The ClawHavoc campaign compromised 1,184+ skills across ClawHub; at peak, five of the top seven most-downloaded skills were malware delivering Atomic Stealer (AMOS) to macOS users (Snyk ToxicSkills study). Responsible disclosure from the DDIPE research produced 4 confirmed CVEs and 2 deployed fixes across production frameworks (arxiv 2604.03081).

An independent study analyzing 98,380 skills confirmed 157 as malicious and identified 632 vulnerabilities spanning 13 distinct attack techniques, with adversarial instructions embedded in documentation a dominant strategy (arxiv 2602.06547).

Defense stack¶

Defense requires multiple independent layers — no single control suffices.

graph TD
    A[Public Skill Registry] -->|Blocked| B[Internal Mirror]
    B --> C[Intake Gate]
    C --> D{Scan Pass?}
    D -->|No| E[Quarantine]
    D -->|Yes| F[Pin + Attest]
    F --> G[Runtime Agent]
    G --> H{Multi-Model Verify}
    H -->|Consensus| I[Execute]
    H -->|Divergence| J[Block + Alert]

1. Never pull directly from public registries¶

Agents load only from an internal mirror of vetted skills — public registries are never an execution-time dependency.

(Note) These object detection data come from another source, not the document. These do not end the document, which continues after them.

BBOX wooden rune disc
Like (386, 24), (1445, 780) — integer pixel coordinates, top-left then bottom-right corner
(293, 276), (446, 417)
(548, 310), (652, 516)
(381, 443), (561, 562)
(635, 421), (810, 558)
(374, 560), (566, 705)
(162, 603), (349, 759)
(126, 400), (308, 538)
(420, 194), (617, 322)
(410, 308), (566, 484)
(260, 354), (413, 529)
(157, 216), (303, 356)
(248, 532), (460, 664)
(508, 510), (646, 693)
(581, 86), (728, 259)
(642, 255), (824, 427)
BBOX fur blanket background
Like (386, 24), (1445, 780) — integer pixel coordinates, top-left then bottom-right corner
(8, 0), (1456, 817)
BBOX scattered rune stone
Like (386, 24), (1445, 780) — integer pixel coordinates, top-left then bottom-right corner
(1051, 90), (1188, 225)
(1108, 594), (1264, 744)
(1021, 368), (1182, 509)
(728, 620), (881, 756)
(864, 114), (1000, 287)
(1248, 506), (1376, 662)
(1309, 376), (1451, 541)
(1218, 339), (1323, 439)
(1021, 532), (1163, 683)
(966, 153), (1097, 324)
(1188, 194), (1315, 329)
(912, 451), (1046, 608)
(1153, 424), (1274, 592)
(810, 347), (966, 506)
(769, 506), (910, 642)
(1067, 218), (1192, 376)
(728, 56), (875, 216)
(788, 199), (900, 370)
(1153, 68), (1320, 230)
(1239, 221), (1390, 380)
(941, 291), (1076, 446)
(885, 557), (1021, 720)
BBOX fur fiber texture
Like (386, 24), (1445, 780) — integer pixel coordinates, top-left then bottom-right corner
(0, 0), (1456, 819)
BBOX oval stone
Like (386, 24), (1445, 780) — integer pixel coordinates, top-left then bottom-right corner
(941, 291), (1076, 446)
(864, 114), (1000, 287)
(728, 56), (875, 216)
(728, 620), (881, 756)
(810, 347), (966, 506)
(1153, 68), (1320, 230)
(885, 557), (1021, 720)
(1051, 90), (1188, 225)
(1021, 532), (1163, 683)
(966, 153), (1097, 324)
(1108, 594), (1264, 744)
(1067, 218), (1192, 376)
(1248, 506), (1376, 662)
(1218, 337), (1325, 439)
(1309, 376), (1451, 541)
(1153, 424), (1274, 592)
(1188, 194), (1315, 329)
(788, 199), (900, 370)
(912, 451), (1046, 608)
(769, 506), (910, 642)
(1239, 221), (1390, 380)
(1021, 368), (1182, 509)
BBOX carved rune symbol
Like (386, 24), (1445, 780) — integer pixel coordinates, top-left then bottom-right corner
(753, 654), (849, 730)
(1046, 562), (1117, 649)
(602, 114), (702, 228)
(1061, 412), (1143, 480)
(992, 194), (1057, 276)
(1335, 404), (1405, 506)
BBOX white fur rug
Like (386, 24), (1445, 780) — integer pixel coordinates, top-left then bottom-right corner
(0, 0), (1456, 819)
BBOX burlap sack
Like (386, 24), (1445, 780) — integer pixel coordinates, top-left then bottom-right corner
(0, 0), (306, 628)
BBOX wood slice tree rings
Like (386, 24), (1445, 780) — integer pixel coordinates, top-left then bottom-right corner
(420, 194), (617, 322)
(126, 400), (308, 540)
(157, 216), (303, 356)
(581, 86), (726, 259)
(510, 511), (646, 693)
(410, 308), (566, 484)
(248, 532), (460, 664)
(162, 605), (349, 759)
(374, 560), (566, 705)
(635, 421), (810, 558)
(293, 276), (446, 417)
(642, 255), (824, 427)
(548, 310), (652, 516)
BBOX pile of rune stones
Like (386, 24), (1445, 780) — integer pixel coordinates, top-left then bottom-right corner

2. Intake gates before registration¶

Before a skill enters the mirror, run layered intake checks:

Static analysis — pattern matching for shell escapes, credential access, exfiltration calls
Semantic scanning — LLM analysis of code examples for disguised payloads; Cisco AI Defense skill-scanner combines static, behavioral dataflow, and LLM checks (--use-behavioral --use-llm). See Semantic Intent Validation for Agent Skills for the detection-paradigm shift this layer represents. Neither layer is a guarantee: payload-preserving transformations — structural obfuscation and self-extracting packing — evade both static detection and model alignment, which is why sandbox execution stays mandatory rather than optional (arxiv 2607.02357)
Sandbox execution — render the skill in a sandbox and observe tool calls
Human review — for broadly used skills

3. Version pinning and content hashing¶

Lock skills to audited versions with immutable content hashes — never version ranges. Skills can mutate from safe to malicious after vetting ("rug pull"), so pin at the hash, not the tag.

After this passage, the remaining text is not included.